Since I first challenged all of us at AUB to become more intellectually accomplished than we are economically elite, we have almost trebled the number of students on full scholarships, with almost a quarter of our community enjoying that privilege this last academic year, the highest number on record for fifty years. In the Lebanese parliamentary elections of May 15, 2022, seven AUB faculty members from four faculties stood as candidates, all conducting themselves with courage, integrity, and equipoise. In five years since restoring tenure to AUB for the first time in 33 years, 200 faculty members have earned this vital protection of academic excellence.

And as I told our new graduates, the ties that bind them to AUB are far more tensile than they might imagine. I also reminded them that time is ephemeral, but that as the Reverend Martin Luther King stated in 1968 at the National Cathedral in Washington, DC just a few weeks before he was assassinated: “The arc of the moral universe bends towards justice.” For many of them, the arc may seem imperceptible, but I am confident they will learn over time that it indeed bends inexorably toward justice. It is vital to acknowledge that justice on earth does not occur absent effort. We must all contribute to bending the arc of that moral universe in the direction of social and environmental justice.

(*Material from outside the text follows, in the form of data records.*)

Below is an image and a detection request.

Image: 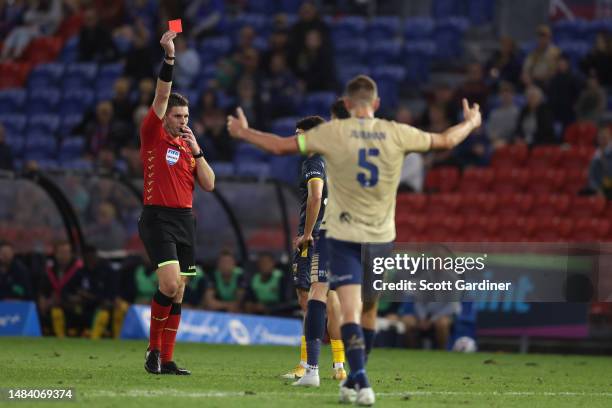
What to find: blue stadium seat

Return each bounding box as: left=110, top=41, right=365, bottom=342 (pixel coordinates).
left=0, top=113, right=28, bottom=135
left=404, top=17, right=435, bottom=41
left=64, top=62, right=98, bottom=90
left=368, top=40, right=402, bottom=64
left=367, top=16, right=401, bottom=41
left=0, top=89, right=27, bottom=115
left=59, top=89, right=95, bottom=116
left=294, top=92, right=338, bottom=117
left=27, top=88, right=61, bottom=115
left=28, top=114, right=60, bottom=136
left=28, top=62, right=64, bottom=89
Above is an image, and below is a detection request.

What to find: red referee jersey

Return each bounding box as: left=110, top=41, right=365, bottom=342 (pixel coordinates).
left=140, top=108, right=195, bottom=208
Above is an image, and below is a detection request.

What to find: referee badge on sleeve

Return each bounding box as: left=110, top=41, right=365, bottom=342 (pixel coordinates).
left=166, top=148, right=181, bottom=166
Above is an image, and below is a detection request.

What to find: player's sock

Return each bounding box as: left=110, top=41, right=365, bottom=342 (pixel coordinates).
left=363, top=329, right=376, bottom=363
left=161, top=303, right=181, bottom=364
left=341, top=323, right=370, bottom=388
left=51, top=307, right=66, bottom=338
left=329, top=339, right=344, bottom=368
left=149, top=289, right=172, bottom=350
left=90, top=309, right=110, bottom=340
left=304, top=299, right=326, bottom=369
left=300, top=336, right=308, bottom=367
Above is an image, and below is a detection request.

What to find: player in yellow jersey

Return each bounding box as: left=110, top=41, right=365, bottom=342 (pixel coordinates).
left=227, top=75, right=482, bottom=406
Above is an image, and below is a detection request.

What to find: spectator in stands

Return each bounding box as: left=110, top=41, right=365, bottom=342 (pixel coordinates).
left=589, top=125, right=612, bottom=199
left=580, top=32, right=612, bottom=87
left=261, top=53, right=301, bottom=119
left=457, top=62, right=489, bottom=106
left=173, top=35, right=200, bottom=89
left=547, top=54, right=582, bottom=127
left=294, top=29, right=336, bottom=92
left=79, top=8, right=117, bottom=63
left=0, top=241, right=33, bottom=300
left=515, top=85, right=556, bottom=146
left=523, top=25, right=560, bottom=87
left=1, top=0, right=62, bottom=60
left=486, top=82, right=519, bottom=147
left=38, top=241, right=89, bottom=337
left=486, top=37, right=521, bottom=86
left=245, top=253, right=286, bottom=314
left=205, top=250, right=244, bottom=313
left=87, top=201, right=127, bottom=251
left=0, top=123, right=14, bottom=170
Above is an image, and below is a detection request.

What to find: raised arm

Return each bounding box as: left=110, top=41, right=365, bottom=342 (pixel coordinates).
left=227, top=108, right=300, bottom=155
left=431, top=99, right=482, bottom=150
left=152, top=31, right=176, bottom=119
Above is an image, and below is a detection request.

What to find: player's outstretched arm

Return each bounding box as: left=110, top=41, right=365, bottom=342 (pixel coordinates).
left=152, top=31, right=176, bottom=119
left=227, top=108, right=299, bottom=155
left=431, top=99, right=482, bottom=150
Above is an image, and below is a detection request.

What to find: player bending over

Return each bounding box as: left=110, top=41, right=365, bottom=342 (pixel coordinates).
left=138, top=31, right=215, bottom=375
left=227, top=75, right=481, bottom=406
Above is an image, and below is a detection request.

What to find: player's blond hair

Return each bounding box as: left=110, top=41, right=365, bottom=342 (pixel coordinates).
left=346, top=75, right=378, bottom=105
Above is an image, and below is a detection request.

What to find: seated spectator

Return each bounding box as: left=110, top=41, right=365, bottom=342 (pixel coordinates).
left=486, top=37, right=521, bottom=86
left=245, top=253, right=285, bottom=314
left=79, top=8, right=118, bottom=63
left=486, top=82, right=519, bottom=147
left=0, top=241, right=34, bottom=300
left=206, top=250, right=244, bottom=313
left=515, top=86, right=556, bottom=146
left=523, top=25, right=560, bottom=87
left=0, top=123, right=15, bottom=170
left=38, top=241, right=85, bottom=337
left=589, top=125, right=612, bottom=199
left=87, top=201, right=127, bottom=251
left=580, top=32, right=612, bottom=87
left=399, top=301, right=461, bottom=350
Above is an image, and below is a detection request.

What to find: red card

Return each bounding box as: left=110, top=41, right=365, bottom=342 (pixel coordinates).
left=168, top=18, right=183, bottom=33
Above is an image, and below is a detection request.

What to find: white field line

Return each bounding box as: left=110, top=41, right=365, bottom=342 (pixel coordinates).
left=84, top=389, right=612, bottom=398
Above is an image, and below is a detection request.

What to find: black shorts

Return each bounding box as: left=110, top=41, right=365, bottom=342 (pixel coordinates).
left=138, top=205, right=196, bottom=275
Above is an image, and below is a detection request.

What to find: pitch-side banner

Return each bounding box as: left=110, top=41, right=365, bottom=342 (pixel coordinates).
left=0, top=301, right=41, bottom=337
left=121, top=305, right=302, bottom=346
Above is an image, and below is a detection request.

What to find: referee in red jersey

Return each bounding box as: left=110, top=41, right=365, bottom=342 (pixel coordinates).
left=138, top=31, right=215, bottom=375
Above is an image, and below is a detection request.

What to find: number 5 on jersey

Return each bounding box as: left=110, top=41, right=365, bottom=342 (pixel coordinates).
left=357, top=149, right=380, bottom=188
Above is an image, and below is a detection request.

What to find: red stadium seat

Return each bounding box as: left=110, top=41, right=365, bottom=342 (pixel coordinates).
left=496, top=193, right=533, bottom=216
left=570, top=196, right=607, bottom=218
left=459, top=167, right=495, bottom=193
left=527, top=146, right=561, bottom=169
left=529, top=194, right=571, bottom=217
left=563, top=122, right=597, bottom=146
left=491, top=167, right=529, bottom=193
left=527, top=168, right=565, bottom=194
left=491, top=144, right=529, bottom=167
left=425, top=166, right=459, bottom=193
left=572, top=218, right=610, bottom=242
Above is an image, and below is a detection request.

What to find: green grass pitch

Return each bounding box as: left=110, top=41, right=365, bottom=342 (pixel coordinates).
left=0, top=338, right=612, bottom=408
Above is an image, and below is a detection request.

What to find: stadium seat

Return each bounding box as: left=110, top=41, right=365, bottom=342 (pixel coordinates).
left=0, top=89, right=27, bottom=115
left=491, top=144, right=529, bottom=167
left=459, top=167, right=495, bottom=193
left=425, top=166, right=459, bottom=193
left=570, top=196, right=606, bottom=218
left=27, top=88, right=61, bottom=115
left=28, top=114, right=60, bottom=135
left=28, top=62, right=64, bottom=89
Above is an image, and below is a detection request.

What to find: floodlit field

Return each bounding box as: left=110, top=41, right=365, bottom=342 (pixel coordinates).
left=0, top=338, right=612, bottom=408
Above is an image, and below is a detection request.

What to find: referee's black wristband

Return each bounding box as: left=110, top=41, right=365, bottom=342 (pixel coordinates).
left=159, top=61, right=174, bottom=82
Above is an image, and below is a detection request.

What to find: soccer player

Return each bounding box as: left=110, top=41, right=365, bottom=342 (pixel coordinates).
left=283, top=116, right=346, bottom=387
left=138, top=31, right=215, bottom=375
left=228, top=75, right=481, bottom=405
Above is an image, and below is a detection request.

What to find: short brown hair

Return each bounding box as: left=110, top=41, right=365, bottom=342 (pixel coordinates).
left=346, top=75, right=378, bottom=103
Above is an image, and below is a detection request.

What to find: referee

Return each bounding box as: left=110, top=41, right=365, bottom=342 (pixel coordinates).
left=138, top=31, right=215, bottom=375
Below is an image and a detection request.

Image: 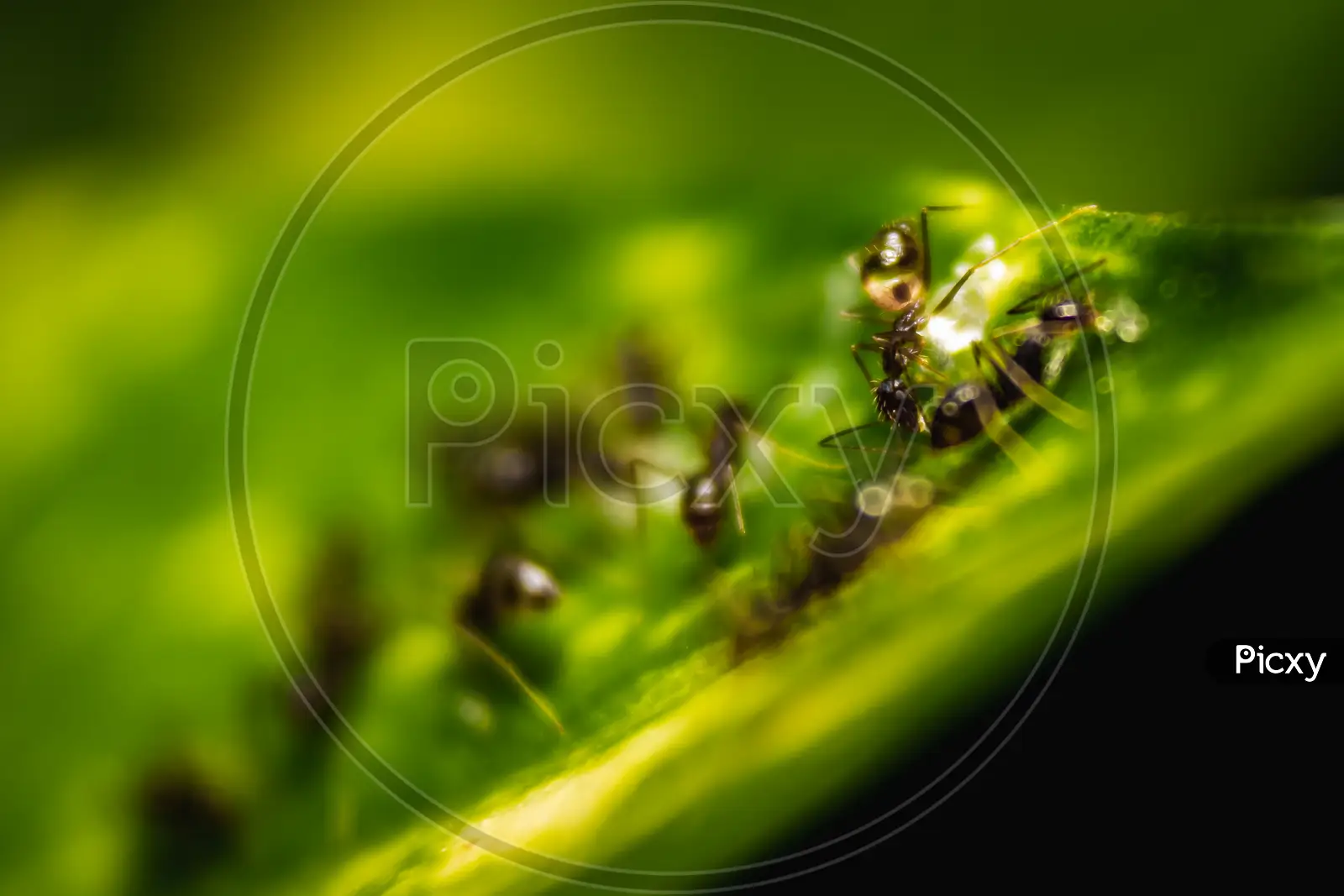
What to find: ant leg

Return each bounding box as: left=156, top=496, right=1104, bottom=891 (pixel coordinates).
left=817, top=421, right=887, bottom=454
left=974, top=390, right=1037, bottom=470
left=919, top=206, right=969, bottom=289
left=916, top=354, right=952, bottom=385
left=457, top=622, right=564, bottom=736
left=728, top=475, right=748, bottom=535
left=751, top=432, right=849, bottom=470
left=1006, top=258, right=1106, bottom=314
left=840, top=302, right=891, bottom=327
left=932, top=206, right=1097, bottom=314
left=977, top=340, right=1087, bottom=430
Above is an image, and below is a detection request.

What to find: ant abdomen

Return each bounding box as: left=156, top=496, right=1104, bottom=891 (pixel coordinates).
left=995, top=329, right=1053, bottom=410
left=929, top=380, right=993, bottom=448
left=681, top=473, right=724, bottom=548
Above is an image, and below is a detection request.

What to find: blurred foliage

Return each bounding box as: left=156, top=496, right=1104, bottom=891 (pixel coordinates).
left=0, top=4, right=1341, bottom=893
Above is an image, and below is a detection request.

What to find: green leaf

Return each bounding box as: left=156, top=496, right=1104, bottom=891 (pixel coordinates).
left=267, top=201, right=1344, bottom=896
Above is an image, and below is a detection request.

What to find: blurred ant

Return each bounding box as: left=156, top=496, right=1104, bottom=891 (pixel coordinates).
left=820, top=206, right=1102, bottom=464
left=289, top=531, right=379, bottom=723
left=454, top=553, right=564, bottom=735
left=629, top=399, right=847, bottom=548
left=732, top=474, right=932, bottom=665
left=137, top=762, right=242, bottom=892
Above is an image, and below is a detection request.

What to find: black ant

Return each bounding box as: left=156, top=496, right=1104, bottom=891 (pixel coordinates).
left=732, top=475, right=932, bottom=665
left=629, top=399, right=847, bottom=548
left=454, top=553, right=564, bottom=735
left=822, top=206, right=1102, bottom=459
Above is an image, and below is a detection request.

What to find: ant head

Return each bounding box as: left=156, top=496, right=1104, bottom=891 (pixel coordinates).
left=872, top=376, right=919, bottom=432
left=481, top=555, right=560, bottom=611
left=858, top=220, right=925, bottom=312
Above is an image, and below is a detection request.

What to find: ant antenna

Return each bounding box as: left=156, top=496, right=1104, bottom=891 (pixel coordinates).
left=457, top=622, right=564, bottom=737
left=1008, top=258, right=1106, bottom=314
left=932, top=206, right=1097, bottom=314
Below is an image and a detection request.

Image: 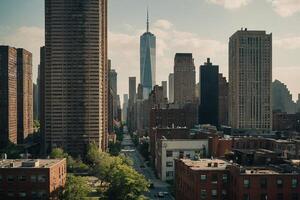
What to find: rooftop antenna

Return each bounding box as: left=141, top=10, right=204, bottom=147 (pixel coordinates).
left=147, top=6, right=149, bottom=33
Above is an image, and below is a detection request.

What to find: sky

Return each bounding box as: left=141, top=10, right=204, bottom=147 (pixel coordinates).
left=0, top=0, right=300, bottom=100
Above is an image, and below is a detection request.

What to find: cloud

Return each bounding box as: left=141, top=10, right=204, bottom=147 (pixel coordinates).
left=206, top=0, right=300, bottom=17
left=274, top=36, right=300, bottom=50
left=206, top=0, right=252, bottom=10
left=268, top=0, right=300, bottom=17
left=0, top=26, right=44, bottom=82
left=108, top=19, right=227, bottom=99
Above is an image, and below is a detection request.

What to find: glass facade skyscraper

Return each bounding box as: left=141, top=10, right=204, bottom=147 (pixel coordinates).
left=140, top=12, right=156, bottom=99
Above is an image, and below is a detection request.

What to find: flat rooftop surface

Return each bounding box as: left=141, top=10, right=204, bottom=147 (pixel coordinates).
left=181, top=159, right=229, bottom=170
left=0, top=159, right=64, bottom=169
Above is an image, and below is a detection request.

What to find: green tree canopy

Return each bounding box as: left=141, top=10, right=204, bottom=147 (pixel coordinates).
left=61, top=175, right=91, bottom=200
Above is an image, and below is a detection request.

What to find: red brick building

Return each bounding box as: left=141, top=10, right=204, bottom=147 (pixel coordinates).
left=0, top=159, right=67, bottom=200
left=273, top=112, right=300, bottom=132
left=149, top=103, right=198, bottom=129
left=175, top=159, right=230, bottom=200
left=175, top=159, right=300, bottom=200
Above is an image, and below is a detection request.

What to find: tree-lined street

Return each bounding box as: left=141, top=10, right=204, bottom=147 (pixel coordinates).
left=121, top=134, right=174, bottom=200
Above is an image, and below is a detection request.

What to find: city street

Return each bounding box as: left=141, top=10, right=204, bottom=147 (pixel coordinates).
left=122, top=134, right=174, bottom=200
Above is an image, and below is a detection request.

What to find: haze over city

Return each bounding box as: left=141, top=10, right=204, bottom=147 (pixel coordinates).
left=0, top=0, right=300, bottom=100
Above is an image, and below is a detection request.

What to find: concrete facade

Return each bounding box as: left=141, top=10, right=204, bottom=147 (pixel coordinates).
left=229, top=29, right=272, bottom=131
left=42, top=0, right=109, bottom=155
left=174, top=53, right=196, bottom=105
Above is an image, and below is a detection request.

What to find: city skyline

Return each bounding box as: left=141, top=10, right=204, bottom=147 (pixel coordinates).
left=0, top=0, right=300, bottom=103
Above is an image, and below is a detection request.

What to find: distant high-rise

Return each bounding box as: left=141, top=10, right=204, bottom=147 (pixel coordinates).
left=169, top=73, right=174, bottom=103
left=129, top=77, right=136, bottom=103
left=272, top=80, right=296, bottom=114
left=161, top=81, right=168, bottom=99
left=38, top=46, right=46, bottom=153
left=17, top=49, right=33, bottom=144
left=296, top=94, right=300, bottom=113
left=140, top=11, right=156, bottom=99
left=127, top=77, right=136, bottom=131
left=219, top=74, right=229, bottom=125
left=44, top=0, right=109, bottom=154
left=174, top=53, right=196, bottom=104
left=199, top=58, right=219, bottom=126
left=122, top=94, right=128, bottom=122
left=0, top=46, right=17, bottom=148
left=229, top=29, right=272, bottom=131
left=109, top=66, right=118, bottom=119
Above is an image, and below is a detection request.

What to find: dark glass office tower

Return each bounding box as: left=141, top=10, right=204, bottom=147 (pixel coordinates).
left=199, top=58, right=219, bottom=126
left=140, top=12, right=156, bottom=99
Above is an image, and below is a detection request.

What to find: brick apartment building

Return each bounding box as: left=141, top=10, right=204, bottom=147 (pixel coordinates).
left=273, top=112, right=300, bottom=133
left=149, top=103, right=198, bottom=129
left=0, top=159, right=67, bottom=200
left=175, top=159, right=300, bottom=200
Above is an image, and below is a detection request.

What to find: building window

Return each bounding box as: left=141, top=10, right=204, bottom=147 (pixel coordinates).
left=19, top=191, right=26, bottom=198
left=38, top=175, right=46, bottom=183
left=211, top=190, right=218, bottom=198
left=38, top=190, right=47, bottom=197
left=244, top=179, right=250, bottom=188
left=243, top=194, right=250, bottom=200
left=260, top=193, right=268, bottom=200
left=200, top=190, right=207, bottom=200
left=167, top=151, right=173, bottom=157
left=18, top=175, right=26, bottom=181
left=222, top=190, right=227, bottom=197
left=277, top=178, right=283, bottom=188
left=200, top=174, right=206, bottom=181
left=166, top=161, right=173, bottom=167
left=277, top=193, right=283, bottom=200
left=30, top=175, right=37, bottom=183
left=211, top=174, right=218, bottom=184
left=31, top=191, right=38, bottom=198
left=7, top=191, right=15, bottom=197
left=166, top=171, right=174, bottom=177
left=7, top=175, right=14, bottom=183
left=222, top=174, right=228, bottom=183
left=260, top=178, right=268, bottom=189
left=292, top=193, right=299, bottom=200
left=292, top=178, right=298, bottom=188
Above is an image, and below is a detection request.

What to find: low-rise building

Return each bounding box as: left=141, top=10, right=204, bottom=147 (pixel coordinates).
left=175, top=159, right=230, bottom=200
left=175, top=159, right=300, bottom=200
left=0, top=159, right=67, bottom=200
left=155, top=137, right=208, bottom=181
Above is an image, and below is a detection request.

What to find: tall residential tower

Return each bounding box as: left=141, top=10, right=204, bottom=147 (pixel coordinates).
left=229, top=29, right=272, bottom=131
left=43, top=0, right=108, bottom=154
left=174, top=53, right=196, bottom=105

Anne Brontë published two novels in her short life. In Agnes Grey, she speaks about human resilience: “The ties that bind us to life are tougher than you imagine, or than anyone can who has not felt how roughly they may be pulled without breaking.” All of us living in Lebanon these past few years have felt near the breaking point. But by sticking together and sticking up for each other, by holding fast to the “ties that bind,” we can weather any storm.

Undoubtedly, our graduates will face further challenges, but they will not face them alone. They have built deep and binding ties to the American University of Beirut and its community, both here and abroad. More than 75,000 alumni and legions of friends and allies of this university await, ready to help them forge their own personal paths. They too savor the ties that bind.